Preparing the Lease Agreement
Maintaining the Property
One of the biggest responsibilities of a good landlord is upholding a regular maintenance schedule. The following items need preventive maintenance: electrical and gas mechanisms, water heaters, sanitation and heating systems. Additionally, the landlord is responsible for arranging annual safety inspections by gas fitters and electricians. He also needs to ensure that security and safety measures like fire extinguishers, alarms, and locks are fully operational.
Responding to Repair Requests Promptly
When things do break down, it is rarely at the landlord’s convenience. Even if a phone call comes in the middle of the night or while at work, he needs to handle the call. Timely repairs are required whether the landlord sees them as minor or not. If there is a delay in getting something fixed, use good communication skills to convey the reasons for the holdup and state when repairs will be made. Keep in contact with the tenant until the issue is resolved.
Observing Extra Courtesy
While common courtesy should be extended to anyone, landlords often see their roles as authoritative and treat tenants like subjects. Since renters are truly paying customers, they should be treated with extra courtesy, especially when things go wrong. Tenants commonly hesitate in bringing repair issues to the landlord’s attention out of fear. Treating them with courtesy can prevents inexpensive problems from turning into expensive ones.
Treating Tenants as Individuals
While it is easy to expect the worst, especially if the landlord had bad prior experiences, it serves no purpose to treat all tenants alike by assuming the worst. For example, a specific tenant may have to pay rent late once because of an emergency. In this case, evaluate the situation based on how he handles it. If the renter gives plenty of notice and follows up appropriately, treat him with the credibility he deserves.
Another tenant may habitually pay late and avoid communication. In this situation treat him according to his behavior by enforcing the terms of the lease agreement.

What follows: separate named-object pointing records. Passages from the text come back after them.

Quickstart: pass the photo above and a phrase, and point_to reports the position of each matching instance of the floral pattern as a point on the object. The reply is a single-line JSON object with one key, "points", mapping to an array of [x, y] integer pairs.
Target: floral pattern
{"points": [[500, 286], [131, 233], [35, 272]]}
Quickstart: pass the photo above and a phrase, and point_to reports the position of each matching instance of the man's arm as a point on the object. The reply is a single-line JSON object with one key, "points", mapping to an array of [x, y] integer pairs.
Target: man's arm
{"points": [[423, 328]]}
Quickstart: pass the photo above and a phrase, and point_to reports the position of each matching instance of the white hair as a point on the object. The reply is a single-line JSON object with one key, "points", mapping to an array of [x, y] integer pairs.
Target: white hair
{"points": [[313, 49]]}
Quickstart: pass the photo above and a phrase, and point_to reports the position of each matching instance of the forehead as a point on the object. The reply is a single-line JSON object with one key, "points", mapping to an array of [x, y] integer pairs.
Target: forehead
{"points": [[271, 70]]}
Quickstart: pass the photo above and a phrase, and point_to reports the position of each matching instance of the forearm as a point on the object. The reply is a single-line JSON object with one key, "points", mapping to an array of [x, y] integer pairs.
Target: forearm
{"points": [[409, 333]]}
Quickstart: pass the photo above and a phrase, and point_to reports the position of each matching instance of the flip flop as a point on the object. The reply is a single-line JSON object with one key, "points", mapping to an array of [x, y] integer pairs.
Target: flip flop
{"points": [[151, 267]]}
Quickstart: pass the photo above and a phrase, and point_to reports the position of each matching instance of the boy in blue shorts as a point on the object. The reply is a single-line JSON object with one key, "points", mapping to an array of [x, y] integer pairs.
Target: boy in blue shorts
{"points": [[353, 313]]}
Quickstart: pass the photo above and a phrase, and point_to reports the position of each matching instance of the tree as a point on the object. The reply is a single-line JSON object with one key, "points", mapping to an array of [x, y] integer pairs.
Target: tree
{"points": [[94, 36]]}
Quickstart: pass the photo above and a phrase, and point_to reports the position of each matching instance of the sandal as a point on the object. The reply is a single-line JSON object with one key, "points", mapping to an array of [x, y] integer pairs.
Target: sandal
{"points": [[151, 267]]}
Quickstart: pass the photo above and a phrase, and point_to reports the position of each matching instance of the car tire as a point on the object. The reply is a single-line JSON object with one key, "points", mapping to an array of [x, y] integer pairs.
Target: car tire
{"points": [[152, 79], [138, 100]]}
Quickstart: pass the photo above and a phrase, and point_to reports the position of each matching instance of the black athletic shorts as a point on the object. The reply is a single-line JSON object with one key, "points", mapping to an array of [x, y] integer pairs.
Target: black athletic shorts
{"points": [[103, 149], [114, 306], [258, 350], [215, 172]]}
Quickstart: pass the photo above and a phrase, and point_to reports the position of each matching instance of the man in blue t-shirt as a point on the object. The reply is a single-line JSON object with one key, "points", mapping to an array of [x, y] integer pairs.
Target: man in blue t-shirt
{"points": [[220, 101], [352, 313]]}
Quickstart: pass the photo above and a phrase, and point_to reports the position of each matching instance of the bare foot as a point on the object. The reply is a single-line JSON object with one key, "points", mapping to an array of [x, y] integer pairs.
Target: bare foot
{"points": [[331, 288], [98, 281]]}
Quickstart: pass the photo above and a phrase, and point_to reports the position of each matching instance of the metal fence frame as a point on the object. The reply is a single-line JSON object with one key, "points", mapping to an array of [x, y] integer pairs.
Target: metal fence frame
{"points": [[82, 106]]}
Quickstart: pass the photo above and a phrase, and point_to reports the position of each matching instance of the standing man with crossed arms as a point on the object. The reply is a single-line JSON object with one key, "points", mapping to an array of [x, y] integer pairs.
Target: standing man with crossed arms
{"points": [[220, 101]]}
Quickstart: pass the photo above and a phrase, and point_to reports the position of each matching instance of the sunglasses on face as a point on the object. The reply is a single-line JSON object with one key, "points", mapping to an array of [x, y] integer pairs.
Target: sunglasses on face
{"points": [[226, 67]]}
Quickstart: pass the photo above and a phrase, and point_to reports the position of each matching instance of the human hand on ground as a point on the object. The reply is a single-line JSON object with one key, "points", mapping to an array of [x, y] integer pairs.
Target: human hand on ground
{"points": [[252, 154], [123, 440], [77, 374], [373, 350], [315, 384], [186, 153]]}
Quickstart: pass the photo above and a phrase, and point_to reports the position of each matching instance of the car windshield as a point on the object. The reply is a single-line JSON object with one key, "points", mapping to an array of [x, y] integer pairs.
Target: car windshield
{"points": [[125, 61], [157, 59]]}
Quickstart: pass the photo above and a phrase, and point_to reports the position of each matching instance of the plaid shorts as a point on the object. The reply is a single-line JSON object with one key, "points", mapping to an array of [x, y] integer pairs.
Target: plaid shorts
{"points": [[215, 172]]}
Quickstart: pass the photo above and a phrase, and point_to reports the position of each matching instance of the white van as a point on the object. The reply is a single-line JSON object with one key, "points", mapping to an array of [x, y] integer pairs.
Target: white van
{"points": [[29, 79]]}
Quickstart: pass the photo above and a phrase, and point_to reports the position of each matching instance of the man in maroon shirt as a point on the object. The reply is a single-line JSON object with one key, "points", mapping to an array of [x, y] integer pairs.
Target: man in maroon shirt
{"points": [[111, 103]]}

The same concept applies to repairs. Do not assume something broke down because the tenant was careless. A landlord’s major responsibility is to keep everything in working order. That is why it is important to have a properly formatted inventory sheet and checklist at the time of move-in for every tenant. While having this list does not protect things from breaking down of course, it maintains order and discourages tenants from making false reports.
Inspecting the Property
Since many renters may see regular inspections as an invasion of privacy, state the terms of these assessments clearly in the lease agreement. Usually regular inspections occur every six months. Give at least 24 hours of notice and offer different time options in respect to work schedules and private lives.
Proper preventative maintenance and completing timely repairs will increase property values and attract a better clientele. Treating tenants with courtesy will give landlords a good reputation to attract future occupants. These combined efforts will also keep current renters from moving out and keeping the rental income flowing without interruptions.